For those rainy fall days: “The Art of Racing in the Rain” by Garth Stein 

Yes, the title has ‘rain,’in it, but that isn’t the only reason it is the perfect book for overcast skies. This New York Times bestseller is an insightful look at the human condition from a refreshingly rye and amusing observer, Enzo, a golden retriever. On the eve of his death, Enzo reflects on all that he and his owner, Denny, went through together. The book is a heart-wrenchingly beautiful tale of the loyalty and love of family, as well as all the complications of that love. It’s a perfect book that wraps you up in a story without completely removing you from the lovely tapping of raindrops on your window. 

For those eerie fall evenings: “The Bloody Chamber” by Angela Carter 

This collection of 10 stories from Angela Carter, the godmother of modern supernatural fiction, is perfect for giving yourself the creeps on those eerie nights when werewolves and ghouls are surely lurking. Carter weaves submissive, dark tales using our favorite legends like “Little Red Riding Hood,” “Bluebeard” and “Beauty and the Beast” to create deeply sensual and often distinctly creepy stories. She gives each fairytale an exhilarating new life that is still steeped in classic literature’s gothic and romantic trappings.

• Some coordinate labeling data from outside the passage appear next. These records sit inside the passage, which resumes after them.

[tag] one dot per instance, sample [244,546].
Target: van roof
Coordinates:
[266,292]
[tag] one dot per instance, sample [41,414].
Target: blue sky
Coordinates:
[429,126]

The best twist is Carter’s ability to invert a reader's expectations for fairytale retellings by giving her ‘damsels in distress’ a new strength and power all their own. 

For those fall evenings with a warm cup of tea: “The Glass Castle” by Jeannette Walls 

This probably isn’t the most original recommendation, as “The Glass Castle” was perhaps on every “must read” book list a couple of years ago. There was a good reason for that, however. This book is a tender, moving tale of the unconditional love of family, even those that are profoundly flawed. It's a tale of the disillusionment of growing up and realizing that our parents weren’t the superheroes we built them up to be. The extraordinary nature of Walls’ life serves as an intriguing and dramatic backdrop for this heartbreaking and ultimately redemptive story. The emotional and breathtaking nature of the story makes it a perfect book for those long fall evenings when a cup of tea, a warm fire and a good story are all you need.

For those fall days when you wish you were on campus: “A Separate Peace” by John Knowles 

This book could probably also be featured on a list called “books you were forced to read in middle school.” Despite its possibly infamous place in your memory, this book is perfect for days when you wish you were on campus rather than sitting in front of your computer screen. Taking place on a boarding school campus, the book captures the camaraderie of academic life that we’re missing right now. It’s also a captivating portrait of the darker, more impulsive corners of human nature through the lens of adolescent boys going to school among the chaos of World War II. 

The world can feel a bit overwhelming these days, which is why taking the time to allow yourself to forget it all for a short while with a good book is important. So, grab any one of these titles and pop outside to sit under a tree or curl up with a cozy blanket and allow yourself to escape.